Another restriction held dear by the Nigerians is committing suicide. Nigerians, just like most other cultures, believe that life is a sacred gift. God is the sole creator of life, and for that reason, He is the only one with permission to take it away. Unlike homicide where the murderer can be punished, in suicide the one to be punished in this case is dead. However, since breaking a taboo cannot go unpunished, the family members of the deceased are fined for his mistakes. In the contemporary world, suicide is also detested by many including religious and political powers. It is considered a defeatist and cowardly way of dealing with ones problems. Nevertheless, punishing the family members of the deceased crime is just unheard of and absurd.

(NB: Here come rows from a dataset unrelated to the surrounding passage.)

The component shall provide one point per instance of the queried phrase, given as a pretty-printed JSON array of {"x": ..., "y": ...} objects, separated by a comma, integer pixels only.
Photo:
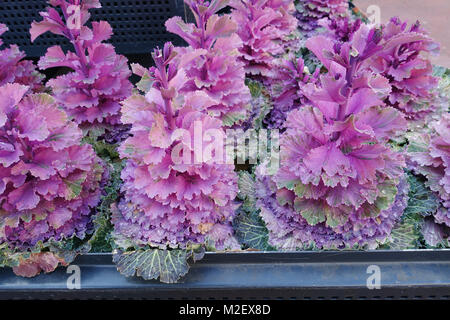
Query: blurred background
[{"x": 433, "y": 14}]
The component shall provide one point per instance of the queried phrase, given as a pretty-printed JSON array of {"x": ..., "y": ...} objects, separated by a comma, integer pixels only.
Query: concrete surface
[{"x": 433, "y": 14}]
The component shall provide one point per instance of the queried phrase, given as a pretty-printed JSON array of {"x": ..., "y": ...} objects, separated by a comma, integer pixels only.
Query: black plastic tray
[
  {"x": 416, "y": 274},
  {"x": 138, "y": 25}
]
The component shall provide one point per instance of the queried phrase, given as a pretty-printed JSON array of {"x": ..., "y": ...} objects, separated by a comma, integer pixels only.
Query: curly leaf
[
  {"x": 251, "y": 231},
  {"x": 421, "y": 199},
  {"x": 167, "y": 265}
]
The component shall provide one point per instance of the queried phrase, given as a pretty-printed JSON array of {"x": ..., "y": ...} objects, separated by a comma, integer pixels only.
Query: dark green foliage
[{"x": 167, "y": 265}]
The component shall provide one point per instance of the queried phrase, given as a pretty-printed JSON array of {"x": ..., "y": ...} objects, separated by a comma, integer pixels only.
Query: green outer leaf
[
  {"x": 405, "y": 235},
  {"x": 167, "y": 265},
  {"x": 251, "y": 231},
  {"x": 421, "y": 199}
]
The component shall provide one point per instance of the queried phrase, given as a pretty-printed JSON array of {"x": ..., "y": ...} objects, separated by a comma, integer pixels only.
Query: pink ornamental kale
[
  {"x": 287, "y": 89},
  {"x": 408, "y": 67},
  {"x": 173, "y": 198},
  {"x": 264, "y": 26},
  {"x": 92, "y": 92},
  {"x": 337, "y": 172},
  {"x": 310, "y": 12},
  {"x": 14, "y": 69},
  {"x": 211, "y": 61},
  {"x": 429, "y": 155},
  {"x": 49, "y": 182}
]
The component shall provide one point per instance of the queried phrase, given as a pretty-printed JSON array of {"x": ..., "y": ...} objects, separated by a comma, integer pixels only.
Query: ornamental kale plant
[
  {"x": 211, "y": 60},
  {"x": 408, "y": 67},
  {"x": 339, "y": 182},
  {"x": 287, "y": 89},
  {"x": 309, "y": 13},
  {"x": 13, "y": 69},
  {"x": 49, "y": 182},
  {"x": 91, "y": 93},
  {"x": 173, "y": 200},
  {"x": 429, "y": 156},
  {"x": 264, "y": 27}
]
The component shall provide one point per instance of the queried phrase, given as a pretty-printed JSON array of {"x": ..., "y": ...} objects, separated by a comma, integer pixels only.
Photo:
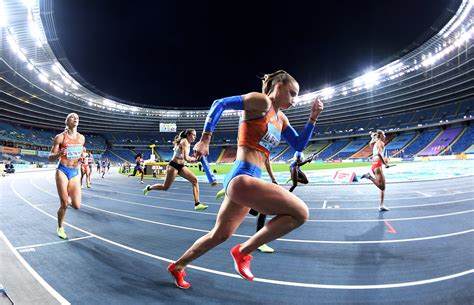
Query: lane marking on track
[
  {"x": 262, "y": 280},
  {"x": 281, "y": 239},
  {"x": 391, "y": 229},
  {"x": 53, "y": 242}
]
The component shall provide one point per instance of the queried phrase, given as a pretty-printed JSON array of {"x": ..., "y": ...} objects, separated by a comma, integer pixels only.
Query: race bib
[
  {"x": 271, "y": 138},
  {"x": 73, "y": 151}
]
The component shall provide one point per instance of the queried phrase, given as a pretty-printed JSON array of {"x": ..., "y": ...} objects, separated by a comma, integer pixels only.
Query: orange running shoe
[
  {"x": 242, "y": 263},
  {"x": 178, "y": 277}
]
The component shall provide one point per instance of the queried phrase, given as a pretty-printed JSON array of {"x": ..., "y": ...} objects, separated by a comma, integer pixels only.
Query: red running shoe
[
  {"x": 178, "y": 277},
  {"x": 242, "y": 263}
]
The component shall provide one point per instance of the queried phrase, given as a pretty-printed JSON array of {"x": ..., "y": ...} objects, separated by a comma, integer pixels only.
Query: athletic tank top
[
  {"x": 73, "y": 147},
  {"x": 178, "y": 152},
  {"x": 262, "y": 133},
  {"x": 375, "y": 151}
]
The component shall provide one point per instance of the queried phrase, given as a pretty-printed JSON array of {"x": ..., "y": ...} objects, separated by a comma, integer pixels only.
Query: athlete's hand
[{"x": 316, "y": 108}]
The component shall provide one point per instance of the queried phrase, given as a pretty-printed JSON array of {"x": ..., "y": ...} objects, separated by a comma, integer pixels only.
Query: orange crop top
[
  {"x": 262, "y": 134},
  {"x": 73, "y": 147}
]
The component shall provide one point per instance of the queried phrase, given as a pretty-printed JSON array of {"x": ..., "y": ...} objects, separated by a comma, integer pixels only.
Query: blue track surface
[{"x": 120, "y": 242}]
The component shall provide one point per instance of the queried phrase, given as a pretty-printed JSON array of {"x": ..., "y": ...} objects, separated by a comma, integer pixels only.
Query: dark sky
[{"x": 188, "y": 53}]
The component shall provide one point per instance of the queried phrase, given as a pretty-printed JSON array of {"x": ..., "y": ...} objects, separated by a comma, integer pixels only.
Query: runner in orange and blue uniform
[
  {"x": 67, "y": 147},
  {"x": 262, "y": 128},
  {"x": 85, "y": 169},
  {"x": 378, "y": 149}
]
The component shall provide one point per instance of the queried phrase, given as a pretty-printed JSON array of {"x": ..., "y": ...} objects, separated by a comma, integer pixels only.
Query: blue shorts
[
  {"x": 242, "y": 168},
  {"x": 69, "y": 172}
]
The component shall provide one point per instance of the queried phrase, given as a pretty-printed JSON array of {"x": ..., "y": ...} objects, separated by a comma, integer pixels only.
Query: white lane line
[
  {"x": 54, "y": 242},
  {"x": 390, "y": 219},
  {"x": 390, "y": 199},
  {"x": 40, "y": 280},
  {"x": 335, "y": 198},
  {"x": 424, "y": 194},
  {"x": 408, "y": 206},
  {"x": 282, "y": 239},
  {"x": 310, "y": 220},
  {"x": 262, "y": 280},
  {"x": 190, "y": 201}
]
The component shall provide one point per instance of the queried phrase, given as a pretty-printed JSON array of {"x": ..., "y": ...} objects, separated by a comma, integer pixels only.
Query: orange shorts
[{"x": 375, "y": 164}]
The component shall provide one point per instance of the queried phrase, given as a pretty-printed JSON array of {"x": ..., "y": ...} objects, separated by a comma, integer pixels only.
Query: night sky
[{"x": 188, "y": 53}]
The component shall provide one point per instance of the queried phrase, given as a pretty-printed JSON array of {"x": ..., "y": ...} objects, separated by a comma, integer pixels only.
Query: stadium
[{"x": 348, "y": 252}]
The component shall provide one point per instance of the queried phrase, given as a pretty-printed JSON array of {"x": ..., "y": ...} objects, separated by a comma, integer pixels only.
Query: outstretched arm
[
  {"x": 299, "y": 141},
  {"x": 252, "y": 102}
]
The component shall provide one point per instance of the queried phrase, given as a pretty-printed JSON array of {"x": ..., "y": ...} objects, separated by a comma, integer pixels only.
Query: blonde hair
[
  {"x": 183, "y": 134},
  {"x": 376, "y": 136},
  {"x": 67, "y": 119},
  {"x": 270, "y": 80}
]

A Nigerian tribe called Urhobo believes that frequently using the left hand is a taboo. This tribe believes that most businesses should be done using the right hand. Therefore, using the left hand is associated with lack of respect and arrogance when dealing with people especially your elders or seniors. If an older adult stretched his/her hand for a handshake and you responded using your left arm, you were regarded as disrespectful. Most people in the society are right-handed. However, this does not mean that the left-handed people do not have a say or allowance in the society. Both sides are similar and function to serve the same purpose. Whichever hand one is comfortable using should not be a basis for judgment. As a fact, we all know some of the great left-handed people in the society who were/are doing just fine: Bill Clinton, Barrack Obama, Leonardo Da Vinci, among others.
Cultural taboos are unique and specific to the population in question. Of course, not all taboos should be taken literally. Some taboos are based on myths and speculations whereas some are based on pure guesswork. The human being was the only Gods creation that was given the right to free will. The people who came up with taboos had an intention of regulating the behaviors of human beings by scaring them using the power of nature and unexplained mystery and with great success. To date, some taboos are still followed to the letter whereas some became obsolete.